Мысль, никогда не покидающая заключенных, — свобода! — мгновенно пронзила затуманенный мозг Дантеса.
Этот звук донесся до него в ту самую минуту, когда все звуки должны были навсегда умолкнуть для него, и он невольно подумал, что бог, наконец, сжалился над его страданиями и посылает ему этот шум, чтобы остановить его у края могилы, в которой он уже стоял одной ногой. Как знать, может быть, кто-нибудь из его друзей, кто-нибудь из тех дорогих его сердцу, о которых он думал до изнеможения, сейчас печется о нем и пытается уменьшить разделяющее их расстояние.
Не может быть, вероятно, ему просто почудилось, и это только сон, реющий на пороге смерти.
Но Эдмон все же продолжал прислушиваться. Поскребывание длилось часа три Потом Эдмон услышал, как что-то посыпалось, после чего все стихло.
Через несколько часов звук послышался громче и ближе. Эдмон мысленно принимал участие в этой работе, и уже не чувствовал себя столь одиноким; и вдруг вошел тюремщик.

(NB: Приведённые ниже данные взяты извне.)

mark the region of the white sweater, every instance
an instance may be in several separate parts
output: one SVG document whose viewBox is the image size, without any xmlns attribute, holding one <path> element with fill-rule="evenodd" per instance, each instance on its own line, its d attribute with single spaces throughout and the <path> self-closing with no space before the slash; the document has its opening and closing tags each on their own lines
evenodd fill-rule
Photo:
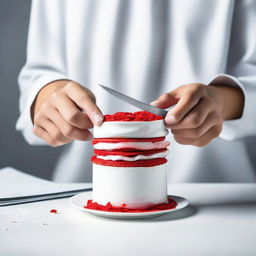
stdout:
<svg viewBox="0 0 256 256">
<path fill-rule="evenodd" d="M 33 1 L 17 122 L 31 145 L 45 144 L 32 133 L 31 104 L 45 84 L 58 79 L 91 89 L 104 114 L 136 109 L 99 83 L 145 102 L 187 83 L 240 86 L 243 116 L 225 121 L 220 138 L 197 148 L 169 135 L 169 181 L 256 180 L 245 140 L 256 135 L 256 1 Z M 90 181 L 90 142 L 64 147 L 54 179 Z"/>
</svg>

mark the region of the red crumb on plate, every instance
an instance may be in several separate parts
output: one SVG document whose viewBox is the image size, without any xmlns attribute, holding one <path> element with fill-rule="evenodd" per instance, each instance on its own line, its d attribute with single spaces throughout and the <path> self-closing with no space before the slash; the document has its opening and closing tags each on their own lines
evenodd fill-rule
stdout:
<svg viewBox="0 0 256 256">
<path fill-rule="evenodd" d="M 93 202 L 92 200 L 88 200 L 87 205 L 85 205 L 84 208 L 91 209 L 91 210 L 98 210 L 98 211 L 107 211 L 107 212 L 136 213 L 136 212 L 155 212 L 155 211 L 170 210 L 170 209 L 175 209 L 176 206 L 177 206 L 176 201 L 168 197 L 168 203 L 149 205 L 148 207 L 144 207 L 144 208 L 130 209 L 126 207 L 126 204 L 122 204 L 121 206 L 117 207 L 117 206 L 113 206 L 110 202 L 108 202 L 106 205 L 101 205 L 96 202 Z"/>
</svg>

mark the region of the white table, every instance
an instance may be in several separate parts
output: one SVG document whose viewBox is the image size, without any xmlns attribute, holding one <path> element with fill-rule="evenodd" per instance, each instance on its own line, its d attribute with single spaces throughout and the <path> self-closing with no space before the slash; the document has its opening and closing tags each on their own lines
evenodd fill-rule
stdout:
<svg viewBox="0 0 256 256">
<path fill-rule="evenodd" d="M 1 207 L 0 255 L 256 255 L 255 184 L 170 184 L 169 194 L 190 206 L 145 220 L 96 217 L 68 199 Z"/>
</svg>

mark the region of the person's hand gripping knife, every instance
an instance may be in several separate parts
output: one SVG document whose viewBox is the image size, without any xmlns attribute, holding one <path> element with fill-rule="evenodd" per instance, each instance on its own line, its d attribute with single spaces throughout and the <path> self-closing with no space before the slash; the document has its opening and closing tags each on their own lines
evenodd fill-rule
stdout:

Прошла неделя с тех пор, как Дантес решил умереть, уже четыре дня он ничего не ел; за это время он ни разу не заговаривал с тюремщиком, не отвечал, когда тот спрашивал, чем он болен, и отворачивался к стене, когда тот смотрел на него слишком пристально. Но теперь все изменилось: тюремщик мог услышать глухой шум, насторожиться, прекратить его и разрушить последний проблеск смутной надежды, одна мысль о которой оживила умирающего Дантеса.
Тюремщик принес завтрак.
Дантес приподнялся на постели и, возвысив голос, начал говорить о чем попало — о дурной пище, о сырости, он роптал и бранился, чтобы иметь предлог кричать во все горло, к великой досаде тюремщика, который только что выпросил для больного тарелку бульона и свежий хлеб. К счастью, он решил, что Дантес бредит, поставил, как всегда, завтрак на хромоногий стол и вышел. Эдмон вздохнул свободно и с радостью принялся слушать.
Шум стал настолько отчетлив, что он уже слышал его, не напрягая слуха.
— Нет сомнения, — сказал он себе, — раз этот шум продолжается и днем, то это, верно, какой-нибудь несчастный заключенный вроде меня трудится ради своего освобождения. Если бы я был подле него, как бы я помогал ему!
Потом внезапная догадка черной тучей затмила зарю надежды; ум, привыкший к несчастью, лишь с трудом давал веру человеческой радости. Он почти не сомневался, что это стучат рабочие, присланные комендантом для какой-нибудь починки в соседней камере.
Удостовериться в этом было не трудно, но как решиться задать вопрос?
Конечно, проще всего было бы подождать тюремщика, указать ему на шум и посмотреть, с каким выражением он будет его слушать; на не значило ли это ради мимолетного удовлетворения рисковать, быть может, спасением?..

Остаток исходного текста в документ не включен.